Nous sommes arrivés à Pipa de nuit, les sacs couverts de poussière après le trajet en bus depuis Natal, et la première chose dont je me souviens, c’est le silence — enfin, l’absence de voitures : juste de la musique forró qui s’échappait d’un bar et le claquement de tongs de quelqu’un marchant derrière nous sur les pavés. Le propriétaire de notre pousada, un type filiforme prénommé Edson, parti de São Paulo des décennies plus tôt pour ne jamais repartir, nous a raconté autour d’une caipirinha que Pipa n’était autrefois qu’un village de pêcheurs et une poignée de surfeurs venus chercher des vagues dans les années 1970, restés pour de bon. En marchant le lendemain matin sur ces rues de pierre irrégulières, longeant des bars installés dans d’anciennes cabanes de pêcheurs, j’ai compris pourquoi personne d’autre n’avait envie de partir non plus.

Ce sont les falaises qui m’ont arrêté net. Avec Lia, nous avons grimpé le deuxième jour jusqu’à un belvédère surplombant la plage, et le grès y est littéralement incandescent — orange, rose, presque rouge selon la lumière — plongeant à pic dans une eau qui passe du vert à un turquoise profond. Nous avions lu sur le Chapadão, cette immense formation de dunes à quelques pas au sud du village, et décidé d’y aller à l’heure dorée. Un mauvais calcul qui a bien tourné : nous nous sommes perdus au retour et avons fini par regarder le soleil disparaître derrière les dunes, en compagnie de deux chiens errants, sans personne d’autre autour de nous.

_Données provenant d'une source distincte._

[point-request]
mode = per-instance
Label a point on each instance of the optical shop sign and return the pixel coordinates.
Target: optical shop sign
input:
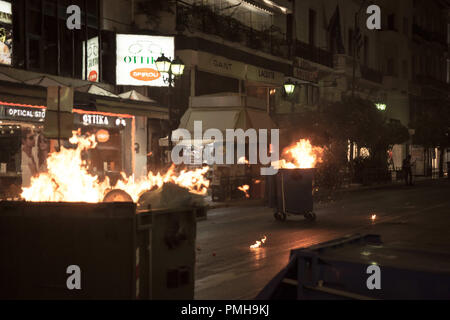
(22, 113)
(136, 57)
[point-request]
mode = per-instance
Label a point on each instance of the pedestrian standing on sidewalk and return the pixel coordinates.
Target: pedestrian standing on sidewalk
(407, 171)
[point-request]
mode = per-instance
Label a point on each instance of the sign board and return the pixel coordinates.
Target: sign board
(22, 113)
(136, 57)
(92, 60)
(6, 33)
(264, 75)
(220, 65)
(100, 120)
(59, 118)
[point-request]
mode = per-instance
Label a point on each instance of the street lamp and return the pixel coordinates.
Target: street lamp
(289, 87)
(170, 70)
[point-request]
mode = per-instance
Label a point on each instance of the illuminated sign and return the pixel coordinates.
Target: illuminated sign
(381, 106)
(6, 32)
(18, 113)
(92, 60)
(136, 57)
(99, 120)
(102, 135)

Sandstone cliffs of Pipa glowing orange at sunset above the ocean

Mais les dauphins étaient la véritable raison pour laquelle j’avais mis Pipa sur notre liste dès le départ. La Baía dos Golfinhos porte bien son nom — nous avons pagayé tôt, avant les bateaux de touristes, et en vingt minutes à peine, des dauphins tacheté de l’Atlantique étaient partout, une douzaine au moins, filant dans l’eau si près que je pouvais les entendre respirer. Notre guide nous a dit qu’ils se rassemblent là toute l’année, ce qui me stupéfie encore ; ce n’est pas un miracle saisonnier, c’est simplement le fonctionnement de la baie. Je n’ai pas réussi à prendre une seule bonne photo, incapable de détacher mon regard.

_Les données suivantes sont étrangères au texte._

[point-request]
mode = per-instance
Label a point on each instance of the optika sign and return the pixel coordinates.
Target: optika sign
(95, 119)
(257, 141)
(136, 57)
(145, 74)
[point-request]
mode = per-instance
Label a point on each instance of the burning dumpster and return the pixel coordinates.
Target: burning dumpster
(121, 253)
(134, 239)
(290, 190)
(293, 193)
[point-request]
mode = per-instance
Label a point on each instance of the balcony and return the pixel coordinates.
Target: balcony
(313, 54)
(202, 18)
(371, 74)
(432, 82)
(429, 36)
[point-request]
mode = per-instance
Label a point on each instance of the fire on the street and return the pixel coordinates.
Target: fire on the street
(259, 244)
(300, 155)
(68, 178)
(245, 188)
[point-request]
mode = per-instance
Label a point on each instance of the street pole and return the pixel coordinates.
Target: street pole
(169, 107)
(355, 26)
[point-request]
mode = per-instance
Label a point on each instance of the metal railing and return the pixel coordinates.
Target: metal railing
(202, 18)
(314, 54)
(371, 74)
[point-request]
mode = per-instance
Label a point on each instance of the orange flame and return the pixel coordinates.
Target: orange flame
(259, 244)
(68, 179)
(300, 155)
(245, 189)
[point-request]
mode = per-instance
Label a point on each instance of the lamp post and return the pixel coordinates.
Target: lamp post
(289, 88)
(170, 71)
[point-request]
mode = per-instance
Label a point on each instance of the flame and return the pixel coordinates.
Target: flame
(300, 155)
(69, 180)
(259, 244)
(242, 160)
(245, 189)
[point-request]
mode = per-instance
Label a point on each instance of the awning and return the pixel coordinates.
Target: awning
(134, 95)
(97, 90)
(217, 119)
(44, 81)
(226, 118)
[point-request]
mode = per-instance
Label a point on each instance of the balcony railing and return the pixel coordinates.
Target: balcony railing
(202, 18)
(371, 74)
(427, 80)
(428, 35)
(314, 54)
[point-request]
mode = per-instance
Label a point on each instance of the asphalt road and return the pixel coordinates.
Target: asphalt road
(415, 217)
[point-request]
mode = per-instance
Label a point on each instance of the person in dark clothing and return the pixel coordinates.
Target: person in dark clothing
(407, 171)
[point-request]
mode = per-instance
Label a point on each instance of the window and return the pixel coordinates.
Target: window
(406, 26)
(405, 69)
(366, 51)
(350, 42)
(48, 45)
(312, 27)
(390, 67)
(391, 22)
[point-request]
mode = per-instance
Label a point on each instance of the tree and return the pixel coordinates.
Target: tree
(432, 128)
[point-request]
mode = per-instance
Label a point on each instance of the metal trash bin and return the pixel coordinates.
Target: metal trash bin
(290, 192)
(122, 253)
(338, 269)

Le dernier après-midi, nous avons emprunté le sentier du Santuário Ecológico, cette bande de forêt atlantique accrochée aux falaises au-dessus de la plage, et le contraste était aussi étrange que magnifique — une canopée dense et verte, des singes s’agitant quelque part au-dessus de nos têtes, puis le sentier qui s’ouvre soudain sur cette même chute vertigineuse vers le sable. Pipa n’a jamais vraiment tranché entre forêt, village de plage ou repaire bohème pour surfeurs ayant oublié de rentrer chez eux, et c’est précisément pour cette indécision que je l’ai aimé.

Spinner dolphins swimming in the clear waters of Baia dos Golfinhos near Pipa

Quand y aller : Privilégiez la période de septembre à mars, la plus sèche et la plus chaude — même si, honnêtement, une averse passagère n’a jamais terni l’éclat de ces falaises.